R null values: NULL, NA, NaN, Inf (2023)

[This article was originally published inR – TomazTsqland contribute generouslyBlogger R] (You can report problems with the content of this pageHere

Want to share your content on R Bloggers?click hereif you have a blog orHereIf you don't.

R handles various null values ​​and it is relatively important to understand how these values ​​behave during data preprocessing and modification.

In general, R supports:

  • Annul
  • Do
  • Jug
  • God rewards those who work diligently./-God rewards those who work diligently

Annulis the object that is returned when an expression or function returns an undefined value. In the R language, NULL (uppercase) is a reserved word and can also result from importing data of an unknown data type.

Dois a logical constant of length 1 and is an indicator of missing values. NA (uppercase) is a reserved word and can be converted to any other vector data type (except primitive vectors) or to a product when importing data. NA and "NA" (as a string) are not interchangeable. NA means unavailable.

JugRepresents Not-a-Number, a logical vector of length 1, applicable to numeric, real, and imaginary parts of complex values, but not to integer vector values. NaN is a reserved word.

informationand- InformationIt represents infinity (or negative infinity) and is the result of storing large numbers or dividing by zero. Inf is a reserved word and in most cases is an artifact of R computations and therefore rarely a data import. Infinite also tells you that the value is not missing and is a number!

All four types of null/missing data are accompanied by logistic functions available in R. They return TRUE/FALSE for each specific function: is.null(), is.na(), is.nan(), is.infinite() .

Just use the following code to get an overview of all values:

#Read the documentation for all data types: ?NULL?NA?NaN?Inf# Fill the variable a <- "NA"b <- "NULL"c <- NULLd <- NAe <- NaNf <- Inf### Check if variable the same? identical(a,d)# [1] FALSE# NA and NaN are not identical identical(d,e)# [1] FALSE###check data type length length(c)# [1 ] 0 length(d) # [ 1] 1 length(e)# [1] 1 length(f)# [1] 1### check datatype str(c); (c) class; #NULL#[1] "NULL" str (d) ;(d) class; #logs NA#[1] "logical" str(s); (e) class; #num NaN#[1] "numeric" str(f); class(f); # num Inf# [1] "Numbers"

Get data from R

Nullable data types may behave differently when propagated to eg list, vector or data.frame types.

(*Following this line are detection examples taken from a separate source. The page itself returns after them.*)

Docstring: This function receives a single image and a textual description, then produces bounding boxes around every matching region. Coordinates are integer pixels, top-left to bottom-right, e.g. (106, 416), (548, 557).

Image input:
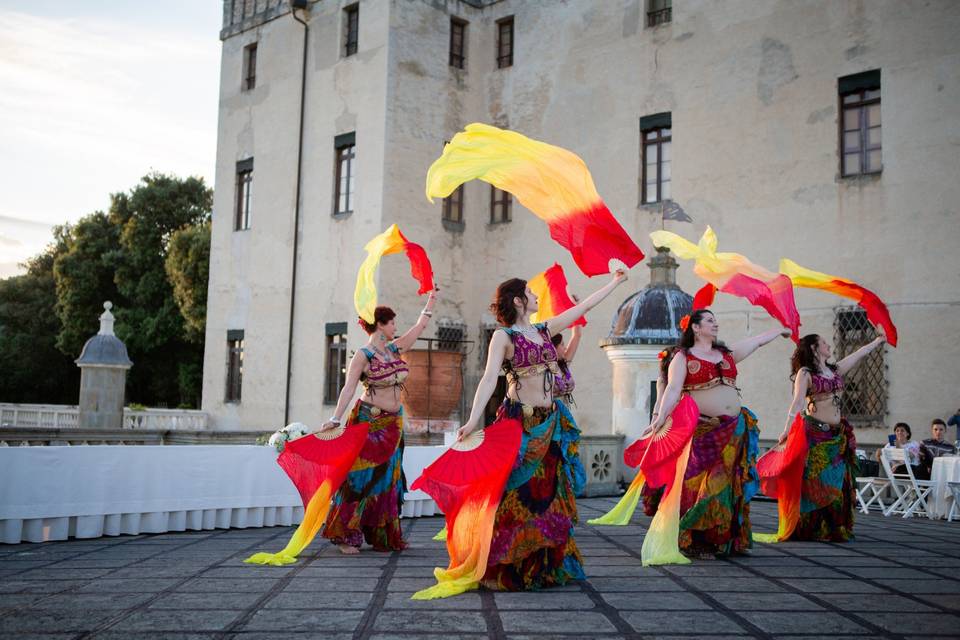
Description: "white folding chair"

(947, 482), (960, 522)
(880, 447), (933, 518)
(856, 476), (890, 513)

We can test this and observe the behavior by creating a NULL, NA or NaN vector and data frame:

#NULL, NA i NaN v1 <- c(NULL, NULL, NULL)v2 <- NULL str(v1); pusty vector klasy(v1); tryb(v1) str(v2); class(v2); tryb (v2) v3 <- c(NA, NA, NA) v4 <- NAstr(v3); class(v3); tryb(v3) str(v4); class(v4); tryb(v4) v5 <- c( NaN, NaN , NaN)v6 <- NaNstr(v5); class(v5); tryb(v5) str(v6); class(v6); tryb(v6)

Of course, no matter how many elements a NULL vector may contain, it will always be an empty vector. For NA and NaN, it will be the length of the element it stores, with a slight difference, NA will be a logical class vector and NaN will be a numeric class vector.

When combined with mathematical operations, NULL vectors do not change size, but they do change type:

#Operation on NULL Vectorv1 <- c(NULL, NULL, NULL)str(v1)# NULLv1 <- v1+1str(v1)# num(0)

This only changes the class, but not the length, and there will still be no data left in the vector.

This is relatively the same behavior for DataFrames.

#data.framef1 <- data.frame(v1=NA,v2=NA, v3=NA)df2 <- data.frame(v1=NULL, v2=NULL, v3=NULL)df3 <- data.frame(v1 ) .. . ). =NaN, v2=NaN, V3=NaN)str(df1); str ( df2 ) s ( df3 )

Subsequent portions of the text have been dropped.